Airfoil Lift from First Principles



The Zone Theory of aerodynamic lift is proved beyond any doubts, by viewing the mystery of flight in the light of well established dogmas of science. Contrary to all common “academic” descriptions, relying on needless mathematical manipulations of intangible and inapplicable quantities, here’s the easiest and most logical explanation of airfoil lift from first principles:

Principle-1: No two objects can occupy the same point in space, at the same time.

Principle-2: No object can transition from point A to B, in zero time.

For the case of aircraft in flight, the first object (airfoil wing) must vacate that space, before other objects (surrounding air molecules) can occupy the same point or region, and the molecules take a finite time to move between two locations in air. They donot have infinite velocity.

Airfoil Lift from First Principles

Referring to above figure, consider an airfoil wing moving at velocity V from any arbitrary position in air at time Tn, to next position at time Tn+1. In doing so, the wing leaves behind an empty volume of the same shape like itself, shown in dotted lines in figure above. Since that volume has no molecules present in it initially (principle-1), a vacuum is created in the void (blue region) over the wing. The air molecules, no matter how fast their Brownian motion may be, take a finite non-zero time (principle-2), to fill up the volume enclosed in dotted lines, and normalize the pressure, after the wing has moved on to its next position.

The airfoil shaped space in the dotted lines gets completely filled eventually after sometime, after passing of the wing. But as long as the wing is in motion, the lift generating low pressure void of thickness G is always present over the wings, due to the delay in arrival of the molecules in the void.

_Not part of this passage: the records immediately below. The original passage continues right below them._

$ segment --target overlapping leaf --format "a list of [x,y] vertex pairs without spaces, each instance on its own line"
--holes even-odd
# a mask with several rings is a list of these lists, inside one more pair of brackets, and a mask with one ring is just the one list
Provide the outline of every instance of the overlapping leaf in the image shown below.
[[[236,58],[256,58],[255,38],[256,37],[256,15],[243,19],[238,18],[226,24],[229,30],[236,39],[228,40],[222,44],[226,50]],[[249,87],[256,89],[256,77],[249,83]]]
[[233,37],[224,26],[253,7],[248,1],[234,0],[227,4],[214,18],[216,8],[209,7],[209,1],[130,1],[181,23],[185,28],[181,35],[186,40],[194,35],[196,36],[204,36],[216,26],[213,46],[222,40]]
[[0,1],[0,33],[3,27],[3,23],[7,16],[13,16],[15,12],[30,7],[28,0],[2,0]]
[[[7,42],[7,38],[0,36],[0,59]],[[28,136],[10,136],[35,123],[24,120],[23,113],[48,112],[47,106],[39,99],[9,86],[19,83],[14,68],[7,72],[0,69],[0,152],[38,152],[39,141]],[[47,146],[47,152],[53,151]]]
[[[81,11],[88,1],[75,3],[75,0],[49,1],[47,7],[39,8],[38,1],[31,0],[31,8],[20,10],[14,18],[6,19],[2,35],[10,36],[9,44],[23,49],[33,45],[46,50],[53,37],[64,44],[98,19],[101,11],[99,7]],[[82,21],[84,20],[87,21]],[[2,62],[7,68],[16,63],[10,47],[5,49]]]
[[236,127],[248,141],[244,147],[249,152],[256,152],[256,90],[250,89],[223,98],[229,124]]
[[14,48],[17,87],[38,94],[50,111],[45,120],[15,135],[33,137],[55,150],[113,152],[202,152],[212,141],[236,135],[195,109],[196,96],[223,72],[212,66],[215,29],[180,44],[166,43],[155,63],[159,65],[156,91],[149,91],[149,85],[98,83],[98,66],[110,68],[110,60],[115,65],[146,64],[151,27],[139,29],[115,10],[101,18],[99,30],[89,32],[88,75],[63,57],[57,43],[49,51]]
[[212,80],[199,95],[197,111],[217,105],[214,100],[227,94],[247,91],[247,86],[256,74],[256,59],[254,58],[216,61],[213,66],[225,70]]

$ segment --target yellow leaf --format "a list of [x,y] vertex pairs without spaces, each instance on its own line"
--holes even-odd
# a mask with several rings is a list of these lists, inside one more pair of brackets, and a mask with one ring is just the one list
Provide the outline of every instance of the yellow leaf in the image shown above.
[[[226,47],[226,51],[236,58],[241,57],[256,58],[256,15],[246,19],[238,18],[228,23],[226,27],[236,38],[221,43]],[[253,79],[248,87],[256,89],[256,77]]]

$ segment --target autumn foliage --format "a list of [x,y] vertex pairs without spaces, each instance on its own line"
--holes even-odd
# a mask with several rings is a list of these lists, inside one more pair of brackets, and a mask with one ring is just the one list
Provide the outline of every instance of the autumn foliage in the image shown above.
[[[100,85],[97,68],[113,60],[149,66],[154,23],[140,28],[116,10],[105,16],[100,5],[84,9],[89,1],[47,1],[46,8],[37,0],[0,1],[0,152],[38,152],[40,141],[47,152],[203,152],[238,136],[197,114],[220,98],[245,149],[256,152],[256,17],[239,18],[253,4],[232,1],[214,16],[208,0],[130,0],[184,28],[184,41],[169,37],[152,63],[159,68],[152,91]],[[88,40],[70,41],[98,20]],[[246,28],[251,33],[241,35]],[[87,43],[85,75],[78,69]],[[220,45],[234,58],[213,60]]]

This low-pressure void is the origin of airfoil lift which is called the Induction Zone by postulates of the Zone Theory.

The value of low pressure in the induction zone depends upon the airspeed of the aircraft, whereby higher the speed higher the vacuum in the induction zone. Therefore, in order to generate sufficient lift exceeding MTOW, the aircraft must run fast enough to create the required low pressure in the void, which is achieved at airspeeds of V1 or greater.

There’s nothing complicated about the phenomena of aerodynamic lift, at all. Things like those mythical Kutta–joukowski theorem and the Navier-Stokes Equations (which have no solution), don’t even come into play, since the “fluid flow” assumption in both these algorithms … is invalid for still air of earth’s atmosphere. Airfoil Lift from First Principles is fully defined.